If you're already a subscriber to Netflix, Hulu Plus or HBO, definitely download their respective apps. "HBO Go" gives subscribers to the premium TV channel streaming video access to pretty much every episode of every show it has aired.
If you have cable or satellite service, your provider probably has an app that allows you to set DVR recordings and stream some video via a smartphone or tablet. For music lovers, "Pandora" is a great way to get exposed to music similar to artists you love. "Audible" is for downloading audiobooks and new customers can get their first one free. You can also try "iHeartRadio" for terrestrial and online radio stations. For movie information, listings and tickets, try "Fandango" or "Flixster." Austin's Alamo Drafthouse has its own app as well.

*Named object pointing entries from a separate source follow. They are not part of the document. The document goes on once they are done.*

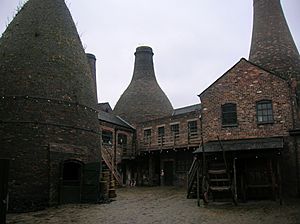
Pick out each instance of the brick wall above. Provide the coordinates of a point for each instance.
(245, 84)
(183, 139)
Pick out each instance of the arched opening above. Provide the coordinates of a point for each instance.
(71, 181)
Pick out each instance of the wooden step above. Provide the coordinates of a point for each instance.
(222, 188)
(216, 171)
(219, 180)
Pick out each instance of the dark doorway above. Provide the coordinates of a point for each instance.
(71, 182)
(168, 173)
(4, 168)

If you're big on social media, you probably already are plugged in to these, but definitely grab the official "Twitter" and "Facebook" apps if you use those services. Some Twitter users swear by "Tweetbot," a paid app alternative. There's also "Google+," "Pinterest" (for visual pinning of stuff you love). "Instagram" is also a very popular photo social network app that's free to download.
If your socializing online is more along the lines of video chatting with friends and family, download "Skype."
News and books
If you're a heavy reader, make sure you've got a good way to download ebooks. Amazon's iBooks (for iOS only) and Amazon's "Kindle" app (for all platforms) are the leaders, but there's also the "Kobo" and "Nook" apps and bookstores.
"Flipboard" is a great way to see Google Reader feeds and stories from a variety of news sources in a gorgeous, visual way.
Most major news organizations have their own apps including NPR (which also gives you access to audio feeds of shows and member station live streams), the New York Times, BBC and the Austin American-Statesman. If you're a print subscriber to the Statesman, you get free access to all of the newspaper's digital apps including "News for iPad" and various e-editions.
Kids will inevitably want to get their hands all over your new new electronics. The best apps I've seen for young kids include the excellent storybook "The Monster at the End of This Book" and "The Fantastic Flying Books of Mr. Morris Lessmore" (iOS only, $4.99 each).
PBS Kids has a lot of apps for various platforms including the indispensable "PBS Kids Video" for iOS. See the full list of their offerings at pbskids.org/mobile/.
Other must-haves (iOS): "Google Maps" (don't rely on Apple's built-in maps!), "Remote" (for controlling Apple TV and Macs in the house), "GarageBand," "YouTube," "Paper" (iPad only).